If you missed October's kokanee salmon spawning run in Taylor Creek, here's your second chance.
A second wave of fish is crowding into the creek, indicating that the habitat is successfully recovering from the 1997 floods.
"We've had different peaks in the run before but this one is a little unusual because the fish are a little larger than the first group that came through," said Jeff Reiner, Forest Service aquatics biologist.
Reiner said the first group of fish measured in at about 8 to 10 inches and the second group, which came along about a month later, measure about 10 to 12 inches.
Both groups are still under the normal maturation size of 13 to 16 inches, depending on sex.
The reduction in size may be attributed to an increase in salmon introduction by the California Department of Fish and Game.
In January 1997 floods ripped through Taylor Creek, destroying the gravelly bed where Lake Tahoe's salmon like to lay their eggs.
That spring, Fish and Game planted some 340,000 kokanee, double the normal annual plant, to compensate for a projected decline in reproduction.
Those fish are the same ones spawning in Taylor Creek now.
"If we increase our stocking numbers, the fish won't grow as large because the food is limited," said Dennis Lee, Fish and Game senior fishery biologist. "That's why the fish are smaller this year."
Kokanee salmon, which feed off plankton, were introduced to Lake Tahoe in the 1940s for angling enjoyment. Since then, the Fish and Game has sustained that population, using it for a breeding stock.
"We harvest about 1.5 million eggs out of Taylor Creek each year," said Patrick Foy, Fish and Game spokesman. "We lose about half those eggs and grow about 800,000 in our fish hatchery at the American River."
Each year, about 150,000 of the fish are returned to Tahoe. Three years later they are ready for their final mission - reproduction.
Once they find a suitable spawning ground - Taylor Creek or other gravelly tributaries and shorelines - the female salmon lay its eggs and the males fertilize. Once their mission is complete, the fish die.

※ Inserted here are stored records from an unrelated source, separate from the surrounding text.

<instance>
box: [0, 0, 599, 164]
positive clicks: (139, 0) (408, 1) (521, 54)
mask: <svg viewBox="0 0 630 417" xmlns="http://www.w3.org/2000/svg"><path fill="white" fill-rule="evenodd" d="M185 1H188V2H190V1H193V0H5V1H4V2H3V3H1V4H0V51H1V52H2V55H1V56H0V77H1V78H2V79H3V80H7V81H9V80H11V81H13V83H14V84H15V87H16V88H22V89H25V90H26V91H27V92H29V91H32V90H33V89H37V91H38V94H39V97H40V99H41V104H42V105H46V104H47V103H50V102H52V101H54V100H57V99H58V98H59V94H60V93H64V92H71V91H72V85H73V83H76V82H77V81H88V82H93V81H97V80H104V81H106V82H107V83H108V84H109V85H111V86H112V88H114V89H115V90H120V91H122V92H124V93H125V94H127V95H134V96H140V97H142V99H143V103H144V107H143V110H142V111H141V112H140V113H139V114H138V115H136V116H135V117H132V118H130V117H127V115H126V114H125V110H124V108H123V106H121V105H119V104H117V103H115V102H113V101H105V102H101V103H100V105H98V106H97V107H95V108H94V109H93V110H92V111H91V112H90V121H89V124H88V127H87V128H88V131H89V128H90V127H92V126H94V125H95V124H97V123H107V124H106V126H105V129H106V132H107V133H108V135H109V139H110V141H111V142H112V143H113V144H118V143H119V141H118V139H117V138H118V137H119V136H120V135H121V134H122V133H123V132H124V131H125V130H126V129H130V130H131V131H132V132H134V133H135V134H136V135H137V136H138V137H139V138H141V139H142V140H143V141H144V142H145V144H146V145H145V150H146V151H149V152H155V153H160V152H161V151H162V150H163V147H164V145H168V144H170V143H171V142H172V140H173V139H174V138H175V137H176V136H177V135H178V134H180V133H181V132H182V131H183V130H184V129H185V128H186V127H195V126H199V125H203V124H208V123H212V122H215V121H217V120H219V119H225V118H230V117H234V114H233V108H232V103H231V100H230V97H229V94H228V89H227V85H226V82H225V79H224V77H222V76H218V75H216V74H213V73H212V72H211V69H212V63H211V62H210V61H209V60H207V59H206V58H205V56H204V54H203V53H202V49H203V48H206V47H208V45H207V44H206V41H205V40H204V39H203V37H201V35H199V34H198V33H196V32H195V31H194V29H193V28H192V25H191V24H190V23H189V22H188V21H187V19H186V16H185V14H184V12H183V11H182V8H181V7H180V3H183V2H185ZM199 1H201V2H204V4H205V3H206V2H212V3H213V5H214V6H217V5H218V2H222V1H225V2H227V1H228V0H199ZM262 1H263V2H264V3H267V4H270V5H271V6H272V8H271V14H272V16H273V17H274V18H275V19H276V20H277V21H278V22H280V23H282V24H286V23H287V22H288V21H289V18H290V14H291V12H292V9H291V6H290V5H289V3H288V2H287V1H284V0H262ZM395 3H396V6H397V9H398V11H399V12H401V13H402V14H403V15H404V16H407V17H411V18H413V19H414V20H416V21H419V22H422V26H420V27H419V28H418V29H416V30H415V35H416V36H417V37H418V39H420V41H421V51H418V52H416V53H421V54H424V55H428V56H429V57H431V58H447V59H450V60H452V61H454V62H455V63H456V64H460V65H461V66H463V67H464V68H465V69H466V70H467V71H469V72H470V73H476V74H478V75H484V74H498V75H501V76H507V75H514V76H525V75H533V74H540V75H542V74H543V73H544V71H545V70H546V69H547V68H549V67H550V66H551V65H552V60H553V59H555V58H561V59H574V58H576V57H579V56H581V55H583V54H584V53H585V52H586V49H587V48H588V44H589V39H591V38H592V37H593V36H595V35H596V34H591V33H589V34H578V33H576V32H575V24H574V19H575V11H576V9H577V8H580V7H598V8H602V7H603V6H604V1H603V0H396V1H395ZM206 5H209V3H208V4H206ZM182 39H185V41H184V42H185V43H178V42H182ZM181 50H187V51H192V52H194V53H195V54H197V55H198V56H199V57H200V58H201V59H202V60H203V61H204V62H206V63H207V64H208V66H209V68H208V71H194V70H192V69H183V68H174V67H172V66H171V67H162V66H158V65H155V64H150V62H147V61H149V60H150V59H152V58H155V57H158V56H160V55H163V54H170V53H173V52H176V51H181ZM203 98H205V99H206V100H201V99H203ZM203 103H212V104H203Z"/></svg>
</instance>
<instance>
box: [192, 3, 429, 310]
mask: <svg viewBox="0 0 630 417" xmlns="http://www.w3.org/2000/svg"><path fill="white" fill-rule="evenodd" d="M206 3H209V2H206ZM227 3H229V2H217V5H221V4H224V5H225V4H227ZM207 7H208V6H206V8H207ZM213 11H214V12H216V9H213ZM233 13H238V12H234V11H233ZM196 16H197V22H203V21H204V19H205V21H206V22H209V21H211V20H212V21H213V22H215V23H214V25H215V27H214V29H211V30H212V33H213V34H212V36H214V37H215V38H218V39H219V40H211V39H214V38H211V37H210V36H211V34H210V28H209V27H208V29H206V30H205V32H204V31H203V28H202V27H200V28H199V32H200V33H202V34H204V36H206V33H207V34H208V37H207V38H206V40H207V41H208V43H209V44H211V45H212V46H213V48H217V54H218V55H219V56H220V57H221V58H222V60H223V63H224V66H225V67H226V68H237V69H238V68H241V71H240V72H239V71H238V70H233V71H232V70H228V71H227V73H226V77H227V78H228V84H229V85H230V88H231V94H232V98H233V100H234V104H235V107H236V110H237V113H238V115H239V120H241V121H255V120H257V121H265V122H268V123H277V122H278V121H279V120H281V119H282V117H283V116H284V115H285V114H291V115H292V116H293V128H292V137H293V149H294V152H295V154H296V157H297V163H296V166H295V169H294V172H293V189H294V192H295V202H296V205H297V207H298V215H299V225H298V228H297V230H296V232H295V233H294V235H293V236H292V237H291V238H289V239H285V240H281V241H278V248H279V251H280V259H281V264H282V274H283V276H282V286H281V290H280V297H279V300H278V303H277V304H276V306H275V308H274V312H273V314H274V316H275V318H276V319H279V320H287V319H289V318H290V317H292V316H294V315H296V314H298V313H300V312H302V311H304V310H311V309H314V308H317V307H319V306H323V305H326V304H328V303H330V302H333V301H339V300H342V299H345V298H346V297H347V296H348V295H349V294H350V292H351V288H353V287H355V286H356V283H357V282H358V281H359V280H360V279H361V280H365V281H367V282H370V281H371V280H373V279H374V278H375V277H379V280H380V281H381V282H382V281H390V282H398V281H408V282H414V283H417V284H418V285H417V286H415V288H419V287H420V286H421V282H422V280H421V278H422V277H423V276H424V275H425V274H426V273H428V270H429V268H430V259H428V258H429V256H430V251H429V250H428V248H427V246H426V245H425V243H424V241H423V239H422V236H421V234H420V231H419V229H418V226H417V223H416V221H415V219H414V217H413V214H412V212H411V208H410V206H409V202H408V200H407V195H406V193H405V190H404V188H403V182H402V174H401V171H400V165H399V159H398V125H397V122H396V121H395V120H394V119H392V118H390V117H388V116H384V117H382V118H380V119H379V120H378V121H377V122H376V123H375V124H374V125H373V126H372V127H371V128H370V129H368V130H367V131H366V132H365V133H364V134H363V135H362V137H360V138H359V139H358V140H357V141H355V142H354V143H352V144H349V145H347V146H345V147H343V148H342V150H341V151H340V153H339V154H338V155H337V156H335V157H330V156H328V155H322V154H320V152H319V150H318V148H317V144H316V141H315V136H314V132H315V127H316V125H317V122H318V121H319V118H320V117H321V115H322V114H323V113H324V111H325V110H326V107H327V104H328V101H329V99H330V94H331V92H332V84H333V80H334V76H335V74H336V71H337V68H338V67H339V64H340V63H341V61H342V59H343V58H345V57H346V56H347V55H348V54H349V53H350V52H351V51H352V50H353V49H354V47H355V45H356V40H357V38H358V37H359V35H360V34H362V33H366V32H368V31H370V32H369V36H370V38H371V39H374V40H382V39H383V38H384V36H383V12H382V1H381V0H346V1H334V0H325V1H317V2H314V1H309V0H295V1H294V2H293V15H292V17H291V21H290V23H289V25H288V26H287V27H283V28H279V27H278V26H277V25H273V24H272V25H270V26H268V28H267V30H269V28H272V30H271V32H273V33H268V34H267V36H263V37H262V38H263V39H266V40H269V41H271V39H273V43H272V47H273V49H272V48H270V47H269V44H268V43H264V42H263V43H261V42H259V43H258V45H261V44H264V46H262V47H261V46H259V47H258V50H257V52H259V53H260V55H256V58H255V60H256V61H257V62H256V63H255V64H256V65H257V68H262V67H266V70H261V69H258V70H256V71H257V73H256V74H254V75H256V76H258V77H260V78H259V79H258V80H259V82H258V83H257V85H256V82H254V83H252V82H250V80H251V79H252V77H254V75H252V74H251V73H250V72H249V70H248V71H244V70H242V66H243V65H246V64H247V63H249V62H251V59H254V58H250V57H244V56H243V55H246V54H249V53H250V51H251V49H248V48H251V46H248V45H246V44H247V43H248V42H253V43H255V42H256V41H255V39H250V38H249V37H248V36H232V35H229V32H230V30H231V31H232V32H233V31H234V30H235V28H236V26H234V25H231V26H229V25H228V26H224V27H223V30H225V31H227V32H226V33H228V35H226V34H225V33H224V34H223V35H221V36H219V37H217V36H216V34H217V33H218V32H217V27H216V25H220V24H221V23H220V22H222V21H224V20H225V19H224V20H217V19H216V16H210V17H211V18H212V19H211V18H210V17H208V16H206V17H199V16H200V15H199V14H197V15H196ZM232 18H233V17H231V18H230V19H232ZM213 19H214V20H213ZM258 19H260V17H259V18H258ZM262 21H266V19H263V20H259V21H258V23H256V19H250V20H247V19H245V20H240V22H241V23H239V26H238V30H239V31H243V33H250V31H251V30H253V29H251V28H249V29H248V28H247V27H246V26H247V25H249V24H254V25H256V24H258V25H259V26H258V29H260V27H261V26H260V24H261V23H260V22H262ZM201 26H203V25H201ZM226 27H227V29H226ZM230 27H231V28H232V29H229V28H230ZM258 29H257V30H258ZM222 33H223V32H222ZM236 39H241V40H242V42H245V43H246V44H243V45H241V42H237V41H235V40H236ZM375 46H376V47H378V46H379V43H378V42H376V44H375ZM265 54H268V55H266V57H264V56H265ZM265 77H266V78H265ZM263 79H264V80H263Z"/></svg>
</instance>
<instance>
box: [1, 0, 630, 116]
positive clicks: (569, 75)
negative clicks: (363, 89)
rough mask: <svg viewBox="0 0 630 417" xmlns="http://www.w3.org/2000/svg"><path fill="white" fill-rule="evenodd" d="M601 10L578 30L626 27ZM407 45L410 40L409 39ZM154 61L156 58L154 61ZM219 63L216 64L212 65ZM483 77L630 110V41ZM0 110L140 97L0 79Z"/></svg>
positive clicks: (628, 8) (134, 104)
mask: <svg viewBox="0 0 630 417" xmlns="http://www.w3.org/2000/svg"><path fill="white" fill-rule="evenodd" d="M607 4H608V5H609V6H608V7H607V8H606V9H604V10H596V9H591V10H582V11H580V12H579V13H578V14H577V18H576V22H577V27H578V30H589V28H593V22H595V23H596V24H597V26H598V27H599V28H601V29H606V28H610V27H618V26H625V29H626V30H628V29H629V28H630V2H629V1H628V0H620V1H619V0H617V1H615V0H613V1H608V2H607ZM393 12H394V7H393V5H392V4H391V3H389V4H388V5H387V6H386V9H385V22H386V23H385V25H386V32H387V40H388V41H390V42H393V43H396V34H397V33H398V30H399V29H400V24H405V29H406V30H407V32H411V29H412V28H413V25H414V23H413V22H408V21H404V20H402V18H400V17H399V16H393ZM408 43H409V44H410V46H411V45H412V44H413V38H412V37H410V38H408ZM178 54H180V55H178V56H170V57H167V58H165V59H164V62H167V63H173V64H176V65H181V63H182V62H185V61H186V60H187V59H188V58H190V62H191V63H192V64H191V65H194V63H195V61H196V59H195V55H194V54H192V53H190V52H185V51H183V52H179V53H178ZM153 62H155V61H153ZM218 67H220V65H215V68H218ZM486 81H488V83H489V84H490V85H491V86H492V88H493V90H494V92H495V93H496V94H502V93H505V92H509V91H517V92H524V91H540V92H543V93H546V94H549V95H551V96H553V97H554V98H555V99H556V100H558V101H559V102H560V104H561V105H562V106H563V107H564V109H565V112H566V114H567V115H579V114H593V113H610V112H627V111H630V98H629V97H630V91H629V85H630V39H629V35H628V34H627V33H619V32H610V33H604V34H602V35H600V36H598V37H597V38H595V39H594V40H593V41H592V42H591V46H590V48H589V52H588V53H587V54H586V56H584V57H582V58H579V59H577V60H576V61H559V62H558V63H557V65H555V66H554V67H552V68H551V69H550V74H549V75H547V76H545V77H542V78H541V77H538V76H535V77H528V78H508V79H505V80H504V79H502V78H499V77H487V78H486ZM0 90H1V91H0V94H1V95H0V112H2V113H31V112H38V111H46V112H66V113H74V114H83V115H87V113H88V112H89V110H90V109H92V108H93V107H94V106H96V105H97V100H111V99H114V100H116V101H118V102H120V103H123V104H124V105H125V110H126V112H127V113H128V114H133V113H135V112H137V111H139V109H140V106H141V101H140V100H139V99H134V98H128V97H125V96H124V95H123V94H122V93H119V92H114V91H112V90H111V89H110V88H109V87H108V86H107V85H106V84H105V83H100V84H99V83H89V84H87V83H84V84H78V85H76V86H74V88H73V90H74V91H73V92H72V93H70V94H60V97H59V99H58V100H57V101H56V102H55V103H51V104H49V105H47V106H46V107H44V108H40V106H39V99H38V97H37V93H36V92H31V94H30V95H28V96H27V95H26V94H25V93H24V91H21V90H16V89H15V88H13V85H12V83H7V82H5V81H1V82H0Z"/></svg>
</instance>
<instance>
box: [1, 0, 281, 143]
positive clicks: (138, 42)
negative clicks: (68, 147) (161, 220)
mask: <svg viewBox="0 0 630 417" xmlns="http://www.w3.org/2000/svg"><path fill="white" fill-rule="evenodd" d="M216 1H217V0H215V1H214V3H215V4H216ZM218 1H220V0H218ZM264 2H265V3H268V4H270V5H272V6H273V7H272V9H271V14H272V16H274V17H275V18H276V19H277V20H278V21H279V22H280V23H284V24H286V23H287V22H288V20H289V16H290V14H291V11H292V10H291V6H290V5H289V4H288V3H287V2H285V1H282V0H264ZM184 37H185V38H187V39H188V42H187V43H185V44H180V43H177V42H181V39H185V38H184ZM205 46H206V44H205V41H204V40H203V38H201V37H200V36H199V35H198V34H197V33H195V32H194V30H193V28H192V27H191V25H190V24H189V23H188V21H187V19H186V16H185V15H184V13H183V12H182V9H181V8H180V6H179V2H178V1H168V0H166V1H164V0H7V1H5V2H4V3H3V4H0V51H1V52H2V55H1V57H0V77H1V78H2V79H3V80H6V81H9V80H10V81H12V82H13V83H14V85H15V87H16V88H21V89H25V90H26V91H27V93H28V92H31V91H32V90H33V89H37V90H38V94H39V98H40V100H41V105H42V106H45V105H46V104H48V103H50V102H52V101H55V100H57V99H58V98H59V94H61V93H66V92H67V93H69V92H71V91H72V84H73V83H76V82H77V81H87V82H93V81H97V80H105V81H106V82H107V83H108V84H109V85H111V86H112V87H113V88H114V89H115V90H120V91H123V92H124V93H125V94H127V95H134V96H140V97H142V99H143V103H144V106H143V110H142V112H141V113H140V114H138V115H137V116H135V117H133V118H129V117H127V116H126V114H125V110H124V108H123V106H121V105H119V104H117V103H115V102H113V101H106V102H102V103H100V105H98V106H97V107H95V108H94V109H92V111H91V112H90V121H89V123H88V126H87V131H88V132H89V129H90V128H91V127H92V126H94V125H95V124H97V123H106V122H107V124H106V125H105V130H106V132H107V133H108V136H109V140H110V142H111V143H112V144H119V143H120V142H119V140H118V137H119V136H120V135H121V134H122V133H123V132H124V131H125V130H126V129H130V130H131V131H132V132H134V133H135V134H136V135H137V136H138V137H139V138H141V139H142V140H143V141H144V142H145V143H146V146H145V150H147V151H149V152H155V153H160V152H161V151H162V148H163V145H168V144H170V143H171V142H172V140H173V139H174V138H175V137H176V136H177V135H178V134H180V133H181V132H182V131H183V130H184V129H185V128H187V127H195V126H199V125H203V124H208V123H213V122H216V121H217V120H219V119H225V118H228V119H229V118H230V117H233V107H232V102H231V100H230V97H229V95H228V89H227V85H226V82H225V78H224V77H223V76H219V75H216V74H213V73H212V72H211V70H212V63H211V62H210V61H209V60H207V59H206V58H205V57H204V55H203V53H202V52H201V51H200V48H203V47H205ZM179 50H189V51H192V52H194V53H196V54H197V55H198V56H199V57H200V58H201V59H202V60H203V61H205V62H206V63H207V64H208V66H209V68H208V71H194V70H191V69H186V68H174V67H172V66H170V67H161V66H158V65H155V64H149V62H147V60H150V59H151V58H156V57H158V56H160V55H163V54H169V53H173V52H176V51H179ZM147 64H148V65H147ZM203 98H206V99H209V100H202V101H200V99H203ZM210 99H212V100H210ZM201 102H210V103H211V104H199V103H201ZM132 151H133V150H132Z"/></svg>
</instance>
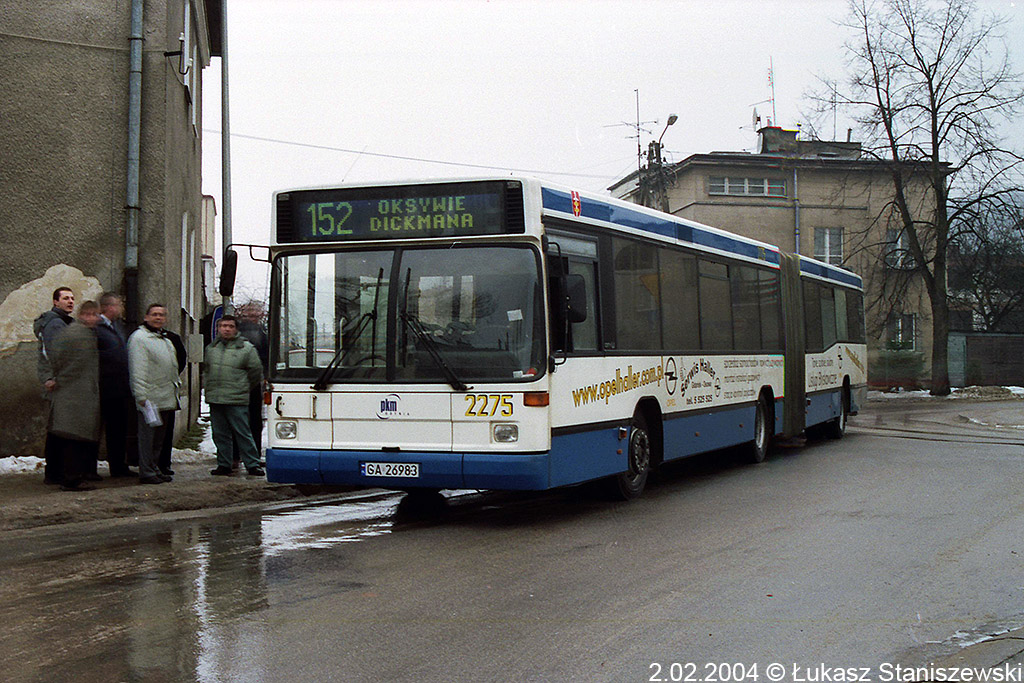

Each fall, Taylor Creek hosts about 40,000 spawning salmon.
With the run sparking new energy, the biologists expect a normal reproduction cycle this year.
"Things look good and I don't know if it's because we helped out or if it's all Mother Nature's doing," Lee said.
This year's 1.5 million eggs have already been taken from Taylor Creek. The second group provides a bonus to the natural spawn.
To view the fish in action visit the Taylor Creek bridge north of Camp Richardson on California State Route 89. The Forest Service's stream profile chamber, which allows a look into the creek's depths, is closed for the season. The second wave is expected to last through Thanksgiving.
The females average length is 13 to 14 inches, and the males are 15 to 16 inches long. Normally, their backs are dark blue and their sides are silvery, but as spawning season approaches, both sexes blush, or turn red. The jaw of the male develops a hook, and a hump forms in its back.
The kokanee require cool 42- to 55-degree water temperatures for spawning, dictating exactly when they swim up Taylor Creek. By the time the kokanee reach the stream in late September or October, they have lost their stomachs and have only one thing left to do before they die - reproduce. The female releases her eggs, the male fertilizes them and then they protect the nest for the rest of their lives, which is only a few days.
Kokanee eggs hatch within three to five months depending on water temperature. The fry live on the yolk sack for 30 to 45 days. After that, they emerge from the gravel and move to the lake. From the 200 to 1,800 eggs laid each year, only a few will survive to adulthood, and even fewer will live to spawn. After two to four years, the kokanee return to Taylor Creek to spawn. All kokanee die after spawning. Their bodies decompose in the stream, providing a winter food source for bald eagles, gulls, great blue herons, raccoons, coyotes and other animals.